Working in a clinical genomics lab, I have been asked to developed a small application that creates a report informing the probes of the somatic NGS analysis that have a low depth.
I think the best approach is to use the gVCF file that looks like this
#CHROM POS ID REF ALT QUAL FILTER INFO FORMAT Patient_name_here.bam
chr1 36931696 . T . 100 PASS DP=839 GT:GQ:AD:DP:VF:NL:SB:NC 0/.:100:830:839:0.0107:24:-100.0000:0.0071
chr1 36931697 . T . 100 PASS DP=832 GT:GQ:AD:DP:VF:NL:SB:NC 0/0:15:829:832:0.0036:24:-100.0000:0.0154
chr1 36931698 . T . 100 PASS DP=837 GT:GQ:AD:DP:VF:NL:SB:NC 0/0:36:836:837:0.0012:24:-100.0000:0.0095
chr1 36931699 . A . 100 PASS DP=836 GT:GQ:AD:DP:VF:NL:SB:NC 0/0:36:835:836:0.0012:24:-100.0000:0.0107
chr1 36931700 . C . 100 PASS DP=818 GT:GQ:AD:DP:VF:NL:SB:NC 0/0:14:814:818:0.0049:24:-100.0000:0.0320
chr1 36931701 . A . 100 PASS DP=841 GT:GQ:AD:DP:VF:NL:SB:NC 0/0:20:838:841:0.0036:24:-100.0000:0.0047
chr1 36931702 . A . 100 PASS DP=825 GT:GQ:AD:DP:VF:NL:SB:NC 0/0:19:822:825:0.0036:24:-100.0000:0.0237
chr1 36931703 . T . 100 PASS DP=833 GT:GQ:AD:DP:VF:NL:SB:NC 0/0:26:832:833:0.0012:24:-100.0000:0.0142
chr1 36931704 . A . 100 PASS DP=833 GT:GQ:AD:DP:VF:NL:SB:NC 0/0:11:829:833:0.0048:24:-100.0000:0.0142
chr1 36931705 . C . 100 PASS DP=838 GT:GQ:AD:DP:VF:NL:SB:NC 0/0:27:837:838:0.0012:24:-100.0000:0.0083
chr1 36931706 . T . 100 PASS DP=791 GT:GQ:AD:DP:VF:NL:SB:NC 0/.:100:783:791:0.0101:24:-100.0000:0.0639
chr1 36931707 . G . 100 PASS DP=836 GT:GQ:AD:DP:VF:NL:SB:NC 0/0:36:836:836:0.0000:24:-100.0000:0.0107
chr1 36931708 . A . 100 PASS DP=833 GT:GQ:AD:DP:VF:NL:SB:NC 0/0:11:829:833:0.0048:24:-100.0000:0.0142
chr1 36931709 . A . 100 PASS DP=831 GT:GQ:AD:DP:VF:NL:SB:NC 0/0:11:827:831:0.0048:24:-100.0000:0.0166
chr1 36931710 . G C 100 PASS DP=831 GT:GQ:AD:DP:VF:NL:SB:NC 0/0:36:831:831:0.0000:24:-100.0000:0.0166
Because they want to identify probes that have bases with low DP (e.i DP<50). I will use a bed file to identify the coordinate of this probes and then I will look at if bases in these regions have low DP. The key point is that we don't know a criteria to classify probes. For example, if I consider a bad probe the ones that have only 1 base which DP is lower than 50, this is a very strict method, and actually the probe would be good enough to call variants. The geneticists told me that they discard a SNPs if the DP is lower than 50. And they prefer bases with a depth >200. Between 50 and 200, is a region that can be considered depending on the frequency of the variant but normally they prefer do not analysis variants between 50 to 200 DP.
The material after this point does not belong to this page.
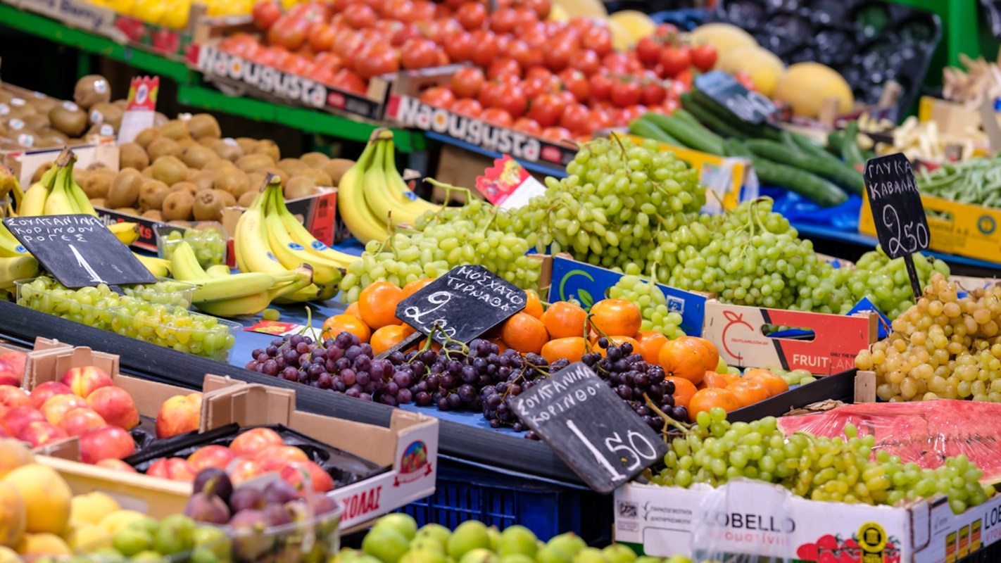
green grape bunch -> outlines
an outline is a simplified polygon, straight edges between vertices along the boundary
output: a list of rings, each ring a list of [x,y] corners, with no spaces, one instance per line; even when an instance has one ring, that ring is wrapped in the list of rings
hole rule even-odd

With this info, do you have a good criteria to distinguishes between good and bad probes.
Extra info: We have already a report that says the coverage of the genes sequenced. DP<50 bases are considered not coverage. For example is a probe has 100 bases and 2 bases have a DP lower than 50, the coverage of that region will be 98%
UKAS accreditation complain saying that if we have for example a gene with a coverage equal that 95%. How can I know if that 5% is due to a entire probe with all bases lower than 50% or on the contrary if that 5% is due to the results of small gaps of low DP in many different probes. Therefore, they asked us to complement that report indicating the number of probes with low DP. How to establish what probes have low DP and which one have a acceptable DP is what they didn't say. Being a new bioinformatician in this field, I am asking you some advice.
Does this make sense to you?
Thanks
Manuel
Not exactly my area of expertise, but this old answer might be helpful?
Other than that: Why don't you plot a histogram of the DP distribution of your probes? When you generate such aggregate histograms for each probe over 1000 patients, you should get quite reliable ballpark estimates what an acceptable coverage for each probe is?